The animated GIF format is the most popular format, perhaps because it's so simple to create, because it runs on any system without the need for additional software or hardware or because its been around far longer. Its only real problem is that it supports only 256 colors—compared to the millions of colors your camera captures. For higher quality, some programs let you create and then output these animations in a movie format such as AVI, MOV, MPEG, or Flash.
If you use only the original two images in a stereo pair for these 3D animations, the wiggle is jerky. To smooth the transition you can add intermediate images, creating what's called a multiview 3D JPEG. The Start3D.com Web site automates this process for you, creating multiview 3D images they call Piku-Piku (Japanese for "twitching"). When you upload a stereo pair, the site uses the left and right image as key frames and generates a series of frames between them. The result is a flash movie or animation that moves from frame to frame shifting the point of view and giving a smooth 3D effect similar to what you'd see if you viewed the original scene while moving your head from side to side.

Multiview 3D images are created using a stereo pair and a
depth map (also known as a
disparity or
Z-image) that uses gray color gradations to indicate each pixel's distance from the viewer at the time the picture was taken.
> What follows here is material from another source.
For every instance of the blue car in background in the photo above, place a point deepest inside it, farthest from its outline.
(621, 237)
White indicates areas closest to the camera and as objects get father away they get darker. Depth maps are used not only to create intermediate images between a stereo pair, but can also convert a 2D image to 3D.

Here the original image is on the left and its depth map is on the right. In between are two frames generated from the original and depth map using Triaxis StereoTracer.
The ability to package a series of images together as an animated GIF file or other format such as a Flash movie is integrated into many photo-editing programs and there are also specialized stand-alone programs developed specifically for this purpose. Some of these programs are discussed in Chapter 4 and listed in the appendix.
The wiggle effect works best when the main subject is centered in the middleground, with ample foreground and background elements to create parallax for depth perception. Vertical subjects, centered in the image hardly move but gain depth as the foreground and background shift. The wiggling directs the viewer's eyes to the unmoving central subject.